The new version states, “Each accommodation request will be reviewed and addressed on a case-by-case basis based upon the particular circumstances of the individual student and school facilities. The goal will be the creation of a safe and supportive environment for students impacted by the accommodation with due recognition of the privacy rights of all students.”
The new rules add, “As a general rule, in all facilities or activities when students may be separated by gender, transgender students may participate in accordance with the student individual support plan. Interscholastic athletic activities should be addressed by the University Interscholastic League (“UIL”) Regulations, if applicable.”
Use of single-sex restrooms and locker rooms by transgender students was a major concern of FWISD parents.
Julia Keyes, a mother of five and leader in Stand for Fort Worth, does not trust FWISD administrators or the board of trustees to keep private, single-sex facilities segregated by biological sex.
“On the substance, the new policy is significantly improved,” Keyes told the TEXAN. “Unfortunately Superintendent Scribner and the board of trustees have broken the public trust. And really that is the issue—Fort Worth parents and taxpayers simply do not trust this superintendent and board anymore.”
Vigilance is necessary to prevent similar action—from the implementation of policy guidelines to classroom curriculum—in other Texas school districts, Asmussen said, adding, “We have received information that shows parents are unaware of certain controversial lessons and have not been given the opportunity to opt out of them.”
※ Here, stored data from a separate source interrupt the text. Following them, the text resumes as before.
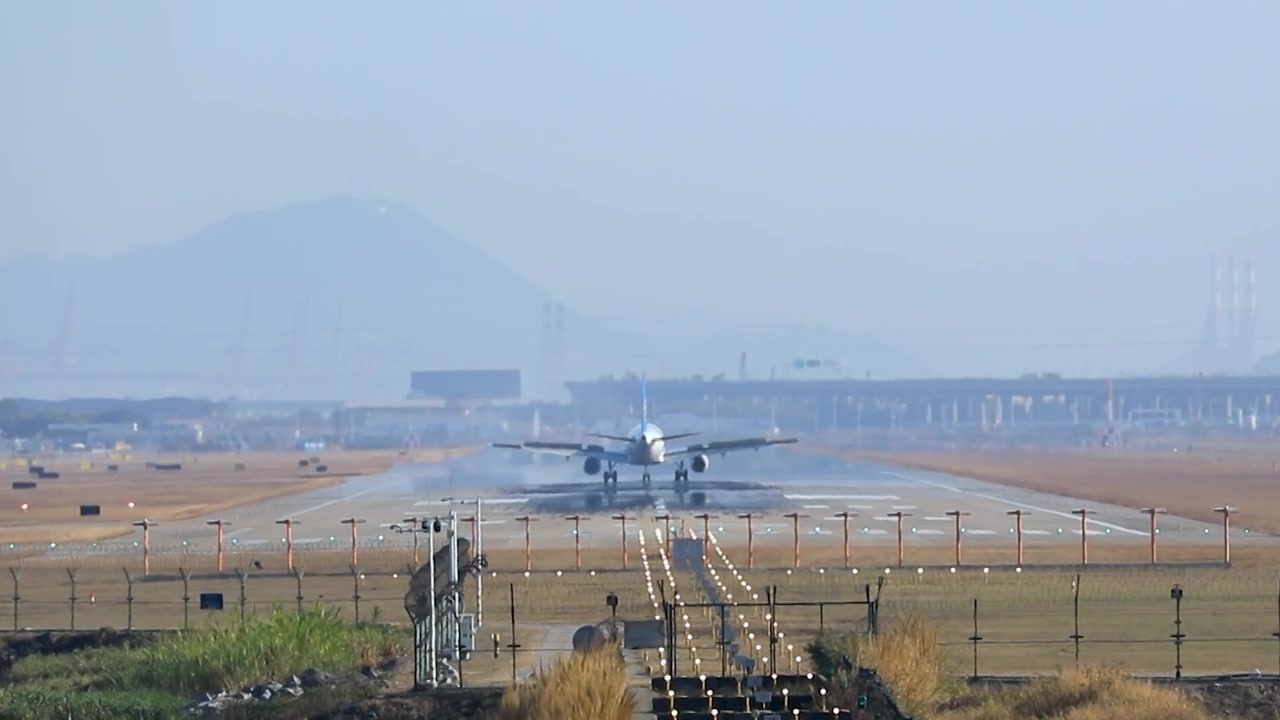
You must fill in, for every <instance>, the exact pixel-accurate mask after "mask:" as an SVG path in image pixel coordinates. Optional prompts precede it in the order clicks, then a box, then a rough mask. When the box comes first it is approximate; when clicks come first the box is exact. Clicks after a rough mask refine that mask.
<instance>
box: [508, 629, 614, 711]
mask: <svg viewBox="0 0 1280 720" xmlns="http://www.w3.org/2000/svg"><path fill="white" fill-rule="evenodd" d="M635 711H636V701H635V697H634V696H632V694H631V691H630V688H628V687H627V673H626V666H625V664H623V662H622V657H621V656H618V652H617V648H616V647H613V646H605V647H602V648H599V650H596V651H593V652H588V653H579V652H575V653H571V655H568V656H564V657H561V659H558V660H556V662H554V664H553V665H552V666H550V669H548V670H547V673H544V674H540V675H535V676H534V678H532V679H531V680H530V682H529V683H524V684H518V685H512V687H511V688H508V689H507V692H506V693H504V694H503V696H502V707H500V710H499V712H498V717H499V720H567V719H577V717H591V719H593V720H631V717H632V716H634V715H635Z"/></svg>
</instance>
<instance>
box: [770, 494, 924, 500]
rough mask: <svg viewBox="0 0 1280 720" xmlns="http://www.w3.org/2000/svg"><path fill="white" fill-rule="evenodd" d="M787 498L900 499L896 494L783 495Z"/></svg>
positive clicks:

The local policy, as in other school districts like Charlotte-Mecklenburg Schools in North Carolina which was enacted in defiance of state law, mirror the Obama Administration’s redefinition of the word “sex” in the Title IX federal regulation. A regulation created in 1972, Title IX forbids discrimination based on a person’s sex. According to Obama “sex” means sexual orientation and gender identity, and his administration has threatened to withdraw federal funds from any public school that does not accommodate gay, lesbian, bisexual and transgender students.
Calling Obama’s directive an executive overreach, the State of Texas in May led a 11-state lawsuit against the federal government in an effort to repeal the president’s order. Earlier this month, 10 additional states filed a similar suit bringing the number of states challenging the president’s usurpation of states’ rights to 21.